My blog has been changed to make it more appealing for those who have New England ancestors and want to see the area through photos. Things I’ll include are typical white New England churches, libraries showing their genealogical collection, historical societies, cemeteries, war memorials, in general, anything to do with history.

For four years I’ve blogged mostly about my personal genealogy in New England (Connecticut, Massachusetts, Vermont, and New Hampshire), New York, New Jersey, Michigan, Illinois, Wisconsin, and the Eastern Townships of Quebec, Canada. I still will, can’t forget my own roots.

Please check out the labels on the right side for articles. The header tabs at the top are a work in progress.

Thursday, August 12, 2010

"The Happiest Man in Town" Built his House

One of the early discoveries on my Wilder line was found in the Historical Society of Cheshire County, New Hampshire.  I made at least four trips, because there was a wealth of information, including seeing the house my 4x grandfather, Able Wilder built and his cemetery stone.
"HANDERSON HOUSE : 124 Washington Street Circa 1827 Abel Wilder, called the "happiest man in town,"settled in Keene near the close of the 18th century, kept a wheelwright shop, was jail keeper, and built several houses on what was then called Prison Street.
The one numbered 124 Washington Street was built by Wilder and bought in 1833 by Phineas Handerson, the first to practice law in Chesterfield."  The above information is from, Smith, Marjorie W., Historic Homes of Cheshire County New Hampshire, Brattleboro, VT: Griswold Offset Printing, 1968. Pg. 57.
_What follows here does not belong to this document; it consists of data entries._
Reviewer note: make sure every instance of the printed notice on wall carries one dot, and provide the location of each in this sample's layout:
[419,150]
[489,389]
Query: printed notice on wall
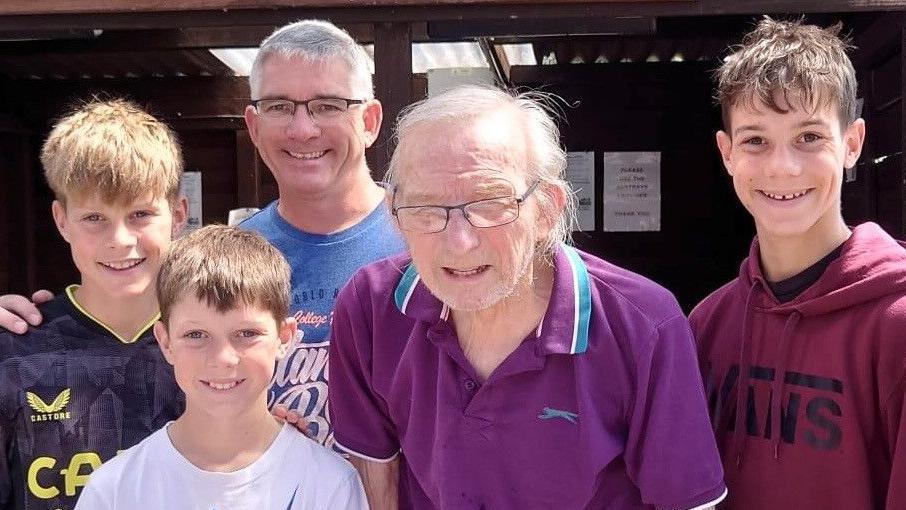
[580,174]
[632,191]
[190,187]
I wonder what made him so happy, he died at age 91.
124 Washington St., Keene, N.H. (spring and fall)
But, it wasn't all that easy researching him.  The death record stated he died in Bridport, Addison Co., Vermont...a rather long way from Keene, New Hampshire.  Of course, we went to Bridport, roamed the cemetery, found stones for his daughter and other family members, but nothing for the 91 year old. Well, wouldn't you know, his family brought the body back to Keene, and he was buried about 2 miles from the Historical Society!